Pesticides being sprayed.

Why Dr. Zach Bush Believes Herbicides Could End Life on Earth

Dr. Zach Bush will tell you he is “very much” trained as a traditional, patient-facing MD, yet you wouldn’t necessarily expect that given his present-day work. After studying internal medicine, which included a training on hormone medicine, Bush became interested in cancer research and started developing chemotherapy treatments.

October 14, 2019 | Source: Salon | by Nicole Karlis

Dr. Zach Bush went from developing chemotherapy to fighting pesticide-makers

Dr. Zach Bush will tell you he is “very much” trained as a traditional, patient-facing MD, yet you wouldn’t necessarily expect that given his present-day work. After studying internal medicine, which included a training on hormone medicine, Bush became interested in cancer research and started developing chemotherapy treatments. Yet he soon felt frustrated that his work was doing nothing to prevent the things that caused cancer in the first place.

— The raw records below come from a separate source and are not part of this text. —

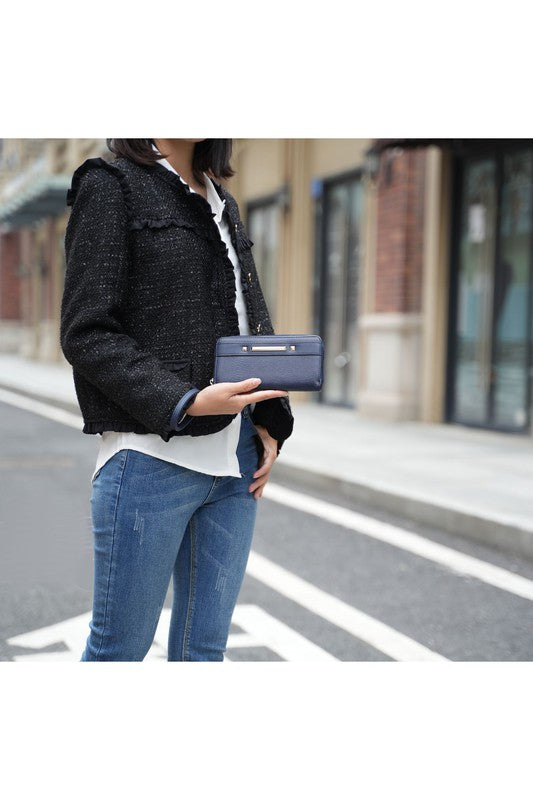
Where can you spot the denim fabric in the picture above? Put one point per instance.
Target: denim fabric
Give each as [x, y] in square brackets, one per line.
[152, 521]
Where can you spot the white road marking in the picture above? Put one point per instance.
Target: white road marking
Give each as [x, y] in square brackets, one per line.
[277, 636]
[260, 629]
[369, 630]
[43, 409]
[368, 526]
[399, 537]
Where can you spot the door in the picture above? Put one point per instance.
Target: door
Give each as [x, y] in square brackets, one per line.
[490, 321]
[341, 206]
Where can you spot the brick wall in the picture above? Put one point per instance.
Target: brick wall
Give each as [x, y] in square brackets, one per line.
[400, 220]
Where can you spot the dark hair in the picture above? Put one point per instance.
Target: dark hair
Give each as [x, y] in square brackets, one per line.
[211, 155]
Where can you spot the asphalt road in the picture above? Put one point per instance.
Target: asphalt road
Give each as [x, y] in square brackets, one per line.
[315, 589]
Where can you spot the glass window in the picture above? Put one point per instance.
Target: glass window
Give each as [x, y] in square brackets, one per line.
[338, 288]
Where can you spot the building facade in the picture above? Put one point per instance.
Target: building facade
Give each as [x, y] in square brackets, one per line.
[411, 258]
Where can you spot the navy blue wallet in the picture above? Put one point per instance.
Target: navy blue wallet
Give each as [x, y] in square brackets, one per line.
[282, 361]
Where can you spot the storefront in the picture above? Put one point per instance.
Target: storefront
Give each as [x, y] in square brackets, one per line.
[490, 345]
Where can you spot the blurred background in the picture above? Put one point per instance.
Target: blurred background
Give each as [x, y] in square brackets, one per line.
[412, 259]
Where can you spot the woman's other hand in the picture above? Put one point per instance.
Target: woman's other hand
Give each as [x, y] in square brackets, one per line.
[230, 397]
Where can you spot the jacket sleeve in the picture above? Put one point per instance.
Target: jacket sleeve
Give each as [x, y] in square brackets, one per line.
[275, 414]
[92, 336]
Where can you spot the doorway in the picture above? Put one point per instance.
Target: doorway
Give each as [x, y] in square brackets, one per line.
[491, 330]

“I went from that world of chemotherapy and drug concepts and drug development to the sudden realization that there had never been a cancer caused by a lack of chemotherapy,” Bush told me. “And so, no matter how good I got at making chemotherapy, I was always going to be missing the point, missing the root cause of the situation.”

This realization redirected his focus to nutrition. Eventually he opened a nutrition center in rural Virginia. “And out of that experience, we realized that the nutrition of today on the grocery store shelves was not really working as it had in the 1960s,” he said. “And that took us down into this new era of chemical farming and the discoveries of the chemicals that were in the soils.”